The relevant sections of the 1998 Act are outlined in the determination:

Under s.16(3)(b) an employer is under an obligation to take appropriate measures where needed in particular case to enable a person who has a disability to participate in employment unless the measures would impose a disproportionate burden on the employer. However s.16(1) provides that nothing in the Act is to be construed as “requiring any person to……. retain an individual in the position….. if the individual is not (or as the case may be is no longer) fully competent and available to undertake and fully capable of undertaking the duties attached to that position having regard to the conditions under which those duties are, or may be required to be performed”. The next step is that under s.16(3)(a) a person with a disability is fully competent and capable of undertaking any duties is appropriate measures may be provided by the person’s employer. Finally , for these purposes s 16(4) (a) provides that “appropriate measures” in relation to a person with a disability means effective and practical measures to adapt a place of business to the disability concerned which under s16(4) (b) may include “distribution of tasks”.

 

The School concluded that Daly was unfit to return to work. Daly made a complaint to the Equality Tribunal. The Equality Officer decided that there was no discrimination. The Labour Court overturned that decision on grounds that the school failed to give adequate consideration to all the possible options, such as redistributing the tasks Daly was unable to perform among other SNAs.
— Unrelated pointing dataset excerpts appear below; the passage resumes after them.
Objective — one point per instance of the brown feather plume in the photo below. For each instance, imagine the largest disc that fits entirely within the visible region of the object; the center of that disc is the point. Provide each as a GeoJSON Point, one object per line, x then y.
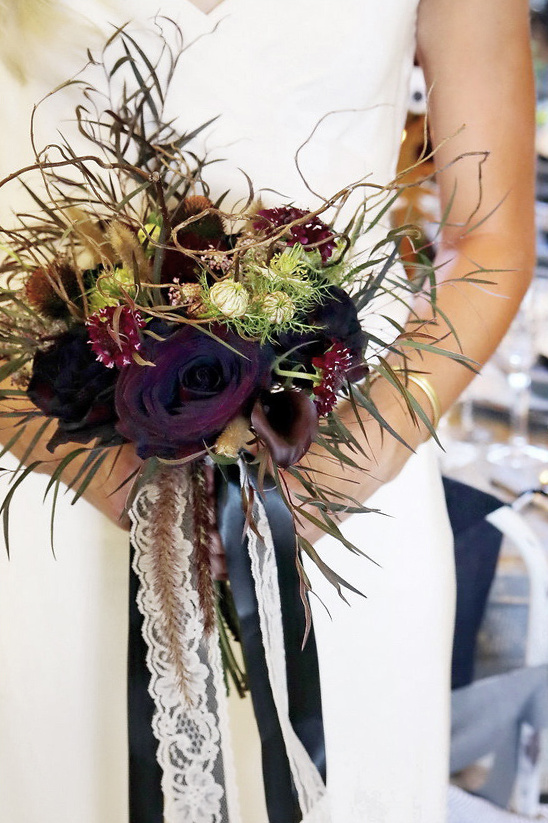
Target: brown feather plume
{"type": "Point", "coordinates": [165, 535]}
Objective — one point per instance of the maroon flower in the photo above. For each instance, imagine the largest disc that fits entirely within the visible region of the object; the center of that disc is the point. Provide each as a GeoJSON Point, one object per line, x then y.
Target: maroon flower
{"type": "Point", "coordinates": [334, 367]}
{"type": "Point", "coordinates": [68, 383]}
{"type": "Point", "coordinates": [311, 233]}
{"type": "Point", "coordinates": [114, 335]}
{"type": "Point", "coordinates": [197, 385]}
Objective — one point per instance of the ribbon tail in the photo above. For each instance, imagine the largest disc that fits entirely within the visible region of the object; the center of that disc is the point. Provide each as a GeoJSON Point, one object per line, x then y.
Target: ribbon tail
{"type": "Point", "coordinates": [304, 702]}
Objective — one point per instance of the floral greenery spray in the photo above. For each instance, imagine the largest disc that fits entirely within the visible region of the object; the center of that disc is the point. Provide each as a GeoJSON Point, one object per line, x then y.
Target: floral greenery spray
{"type": "Point", "coordinates": [134, 309]}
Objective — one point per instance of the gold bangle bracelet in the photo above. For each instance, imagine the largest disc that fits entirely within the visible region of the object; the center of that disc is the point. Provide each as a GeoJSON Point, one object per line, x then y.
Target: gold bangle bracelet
{"type": "Point", "coordinates": [427, 388]}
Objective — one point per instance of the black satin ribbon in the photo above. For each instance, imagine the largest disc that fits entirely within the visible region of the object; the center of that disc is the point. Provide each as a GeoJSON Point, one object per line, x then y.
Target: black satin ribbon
{"type": "Point", "coordinates": [305, 709]}
{"type": "Point", "coordinates": [146, 803]}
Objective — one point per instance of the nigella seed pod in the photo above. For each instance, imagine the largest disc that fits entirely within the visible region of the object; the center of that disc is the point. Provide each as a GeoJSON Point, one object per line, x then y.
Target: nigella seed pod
{"type": "Point", "coordinates": [278, 307]}
{"type": "Point", "coordinates": [230, 298]}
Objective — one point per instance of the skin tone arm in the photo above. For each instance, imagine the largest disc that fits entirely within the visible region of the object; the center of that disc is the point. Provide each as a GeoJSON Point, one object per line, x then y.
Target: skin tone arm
{"type": "Point", "coordinates": [475, 55]}
{"type": "Point", "coordinates": [476, 59]}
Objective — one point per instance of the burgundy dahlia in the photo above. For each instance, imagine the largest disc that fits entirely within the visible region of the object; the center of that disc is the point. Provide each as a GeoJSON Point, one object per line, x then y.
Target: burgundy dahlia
{"type": "Point", "coordinates": [114, 335]}
{"type": "Point", "coordinates": [334, 366]}
{"type": "Point", "coordinates": [311, 233]}
{"type": "Point", "coordinates": [68, 383]}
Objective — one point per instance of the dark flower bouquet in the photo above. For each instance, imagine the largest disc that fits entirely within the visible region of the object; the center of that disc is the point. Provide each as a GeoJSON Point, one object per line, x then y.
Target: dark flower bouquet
{"type": "Point", "coordinates": [133, 308]}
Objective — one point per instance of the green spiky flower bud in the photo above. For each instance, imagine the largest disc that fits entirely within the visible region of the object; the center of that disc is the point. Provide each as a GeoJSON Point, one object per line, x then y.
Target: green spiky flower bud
{"type": "Point", "coordinates": [230, 298]}
{"type": "Point", "coordinates": [278, 307]}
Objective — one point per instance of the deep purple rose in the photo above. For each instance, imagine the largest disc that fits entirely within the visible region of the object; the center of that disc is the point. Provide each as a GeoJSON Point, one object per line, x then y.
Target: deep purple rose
{"type": "Point", "coordinates": [197, 385]}
{"type": "Point", "coordinates": [70, 384]}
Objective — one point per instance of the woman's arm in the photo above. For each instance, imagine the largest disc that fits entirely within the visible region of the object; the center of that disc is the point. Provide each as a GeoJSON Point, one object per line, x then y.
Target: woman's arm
{"type": "Point", "coordinates": [476, 59]}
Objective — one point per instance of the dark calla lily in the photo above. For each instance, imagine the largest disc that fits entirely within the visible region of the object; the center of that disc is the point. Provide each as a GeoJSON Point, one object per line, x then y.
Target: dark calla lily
{"type": "Point", "coordinates": [286, 422]}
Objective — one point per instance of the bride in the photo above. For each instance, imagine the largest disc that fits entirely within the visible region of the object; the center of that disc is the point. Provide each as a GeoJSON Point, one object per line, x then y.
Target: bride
{"type": "Point", "coordinates": [332, 78]}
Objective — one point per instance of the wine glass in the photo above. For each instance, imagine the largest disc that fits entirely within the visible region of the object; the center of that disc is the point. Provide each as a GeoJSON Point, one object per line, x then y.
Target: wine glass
{"type": "Point", "coordinates": [518, 460]}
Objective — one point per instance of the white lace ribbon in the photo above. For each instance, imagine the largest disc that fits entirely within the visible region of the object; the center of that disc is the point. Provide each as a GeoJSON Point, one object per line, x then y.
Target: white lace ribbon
{"type": "Point", "coordinates": [191, 728]}
{"type": "Point", "coordinates": [310, 787]}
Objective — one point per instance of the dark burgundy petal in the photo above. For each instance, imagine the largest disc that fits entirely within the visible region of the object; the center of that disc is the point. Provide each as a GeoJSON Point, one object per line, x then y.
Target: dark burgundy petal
{"type": "Point", "coordinates": [196, 387]}
{"type": "Point", "coordinates": [287, 422]}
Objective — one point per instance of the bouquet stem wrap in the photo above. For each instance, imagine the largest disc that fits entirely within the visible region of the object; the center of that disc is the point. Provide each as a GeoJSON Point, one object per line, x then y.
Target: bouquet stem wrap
{"type": "Point", "coordinates": [189, 715]}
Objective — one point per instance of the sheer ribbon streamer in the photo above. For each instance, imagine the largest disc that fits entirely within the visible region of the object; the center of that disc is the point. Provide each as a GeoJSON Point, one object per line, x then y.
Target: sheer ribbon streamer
{"type": "Point", "coordinates": [189, 719]}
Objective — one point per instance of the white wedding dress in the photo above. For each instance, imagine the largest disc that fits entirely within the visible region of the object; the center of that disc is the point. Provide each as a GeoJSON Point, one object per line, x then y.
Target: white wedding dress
{"type": "Point", "coordinates": [332, 76]}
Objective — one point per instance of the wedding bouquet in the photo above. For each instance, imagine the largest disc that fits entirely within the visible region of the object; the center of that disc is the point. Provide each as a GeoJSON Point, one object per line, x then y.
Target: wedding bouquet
{"type": "Point", "coordinates": [135, 309]}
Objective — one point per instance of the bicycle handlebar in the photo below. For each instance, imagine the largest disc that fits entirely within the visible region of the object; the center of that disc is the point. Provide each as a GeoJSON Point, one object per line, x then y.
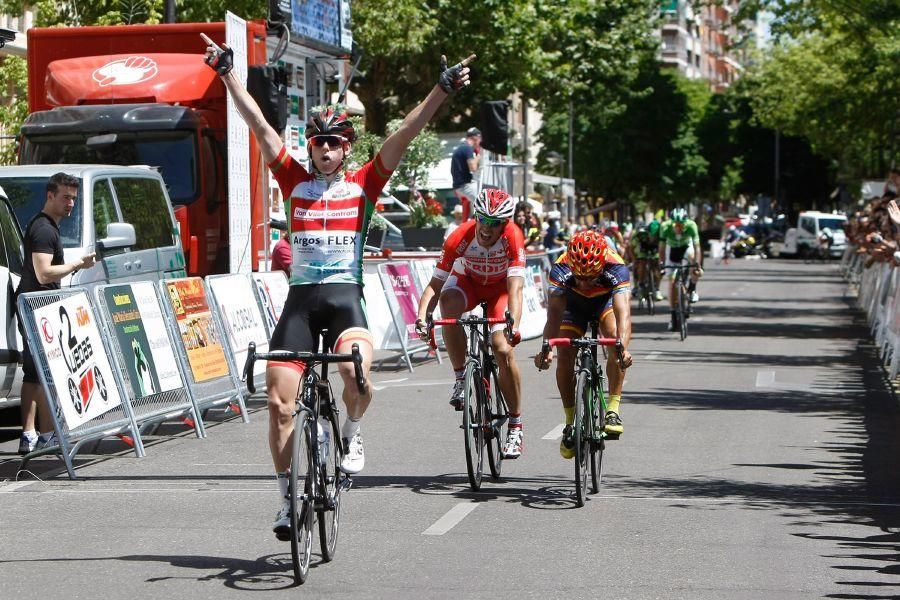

The High Court held that there was no error in law in that decision. However the Court of Appeal allowed the School’s appeal on grounds that, as the School was not required to redistribute tasks it could not have been obliged to consider that option. Daly applied to the Supreme Court for leave to appeal.

 

Supreme Court

The Court determined that given that there were such divergence in the interpretation of an important provision which derived from a directive of EU law, the case met the constitutional threshold for leave to appeal on whether the Court of Appeal erred in its interpretation of s 16 of the 1998 Act.